From the outset, OraTaiao has been an organisation that has sought to enact Te Tiriti o Waitangi. Our founding constitution was written with this purpose in mind, and it is particularly important given the historic and ongoing issues with institutional racism and very low Māori representation within healthcare. We have a Māori co-convenor and an active Māori caucus, and it is not a static area within OraTaiao, as we have developed new governance structures around Te Tiriti in the last year. On a day-to-day level, this means Te Tiriti informing all of our submissions and advocacy work, and direct support (including financial) whenever possible to our allied Māori-led climate advocacy organisations.
On a personal level, I am acutely aware at all times of my own position as an immigrant, and someone who will never be a Pākehā in the sense of someone as a “New Zealand European”. As an outsider looking in, I can see the brutal and ongoing effects of colonisation and land dispossession (more starkly than in Ireland given how recently they have happened here), but my role is to listen, learn and support.
What changes are you calling for? And who do you want to make these changes?
OraTaiao’s main work to date has been advocacy upwards to government and other decision making bodies to centralise health in their climate response. As health professionals we have a particular interest as well in decarbonising the health sector, with the health sector reforms giving an unmissable, though as yet unrealised, opportunity for this. Just like the relationship between individuals and cycling infrastructure, massive individual changes are insignificant compared to the wider societal changes that are needed in transport, energy use and agriculture.
The scientific argument is important and useful when making the case for action, but it’s pretty clear by now that it’s not enough. I would love to see a top-down approach meeting a grassroots, community-based movement somewhere in the middle. How exactly we create that I do not know- perhaps our creative communities need to take the lead!
What do OraTaiao think people, government, or organisations should do to support climate action?

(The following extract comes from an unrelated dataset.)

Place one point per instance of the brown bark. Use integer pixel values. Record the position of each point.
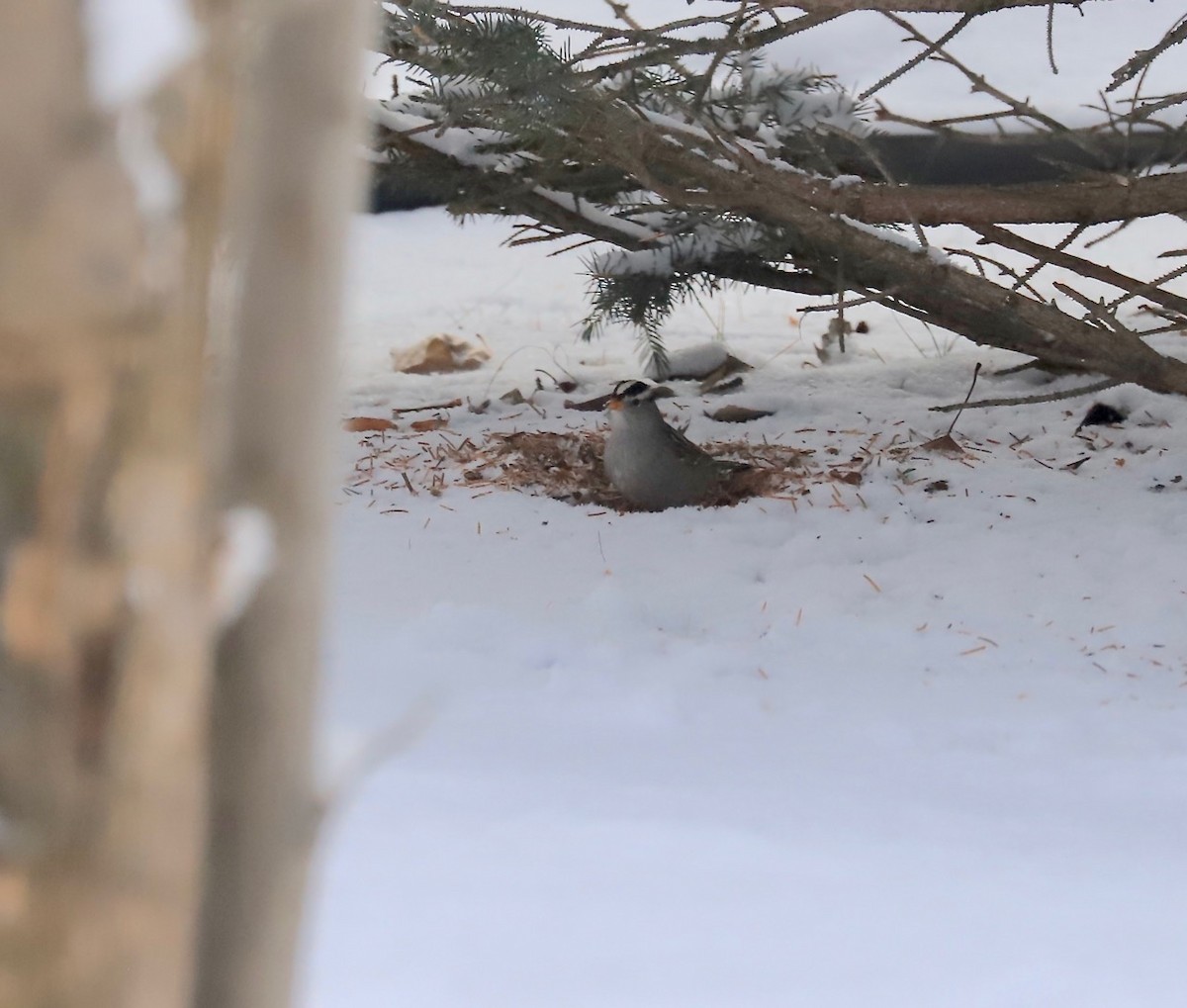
(296, 179)
(976, 308)
(107, 638)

We have a joint call to action which has been signed by many of the major medical organisations and representative bodies in Aotearoa. It is very much a live document, and continues to inform our kaupapa. Our message is a relatively simple one- that all climate action in Aotearoa and worldwide, whether mitigation or adaptation, should put health, wellbeing and equity at its core. This is not simply because we are health professionals with an ethical duty to do so, nor that it will make our day jobs easier (though it will!), but because climate change is simultaneously the biggest health risk and opportunity of the 21st century. The cost of climate action would be paid for with the health benefits alone, but only if the response is strategically designed to optimise these. The awareness of the importance of our collective health has only increased since the start of the Covid pandemic, and can give a way for the public to understand in personal terms the importance and benefits of climate action.
Tell us Ora Taiao’s thoughts on our Liberate the Lane campaign, and the wider campaign for access across Tāmaki Makaurau Auckland’s Harbour for all modes?

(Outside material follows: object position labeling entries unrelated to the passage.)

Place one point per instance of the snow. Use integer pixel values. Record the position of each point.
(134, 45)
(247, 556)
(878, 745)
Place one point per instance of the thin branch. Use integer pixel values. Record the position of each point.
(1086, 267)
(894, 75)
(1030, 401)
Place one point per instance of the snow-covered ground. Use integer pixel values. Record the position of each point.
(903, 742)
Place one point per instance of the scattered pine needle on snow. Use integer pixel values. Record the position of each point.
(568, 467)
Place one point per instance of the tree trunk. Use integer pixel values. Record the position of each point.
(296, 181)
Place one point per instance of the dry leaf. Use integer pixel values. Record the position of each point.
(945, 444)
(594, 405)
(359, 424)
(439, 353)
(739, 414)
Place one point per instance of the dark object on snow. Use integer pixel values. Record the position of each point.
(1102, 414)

The absence of an active transport lane on the Harbour Bridge is an absolute travesty, and the shining example of the blinkered car-dominated thinking that has ruined our urban spaces around the country. We need to be quite clear about this- the infrastructure for an active transport lane is there already, and advised costs of $785 million for a separate crossing (or even the price of Skypath) were the price to maintain the status quo of 8 lanes for motor-traffic alone.
We strongly support the urgent change for one lane to be provided for active transport on an ongoing basis, and would remind Waka Kotahi that the decisions they make to uphold a car-dominated transport system contribute to the deaths of thousands of people in New Zealand every year though road trauma, air pollution and enforced physical inactivity.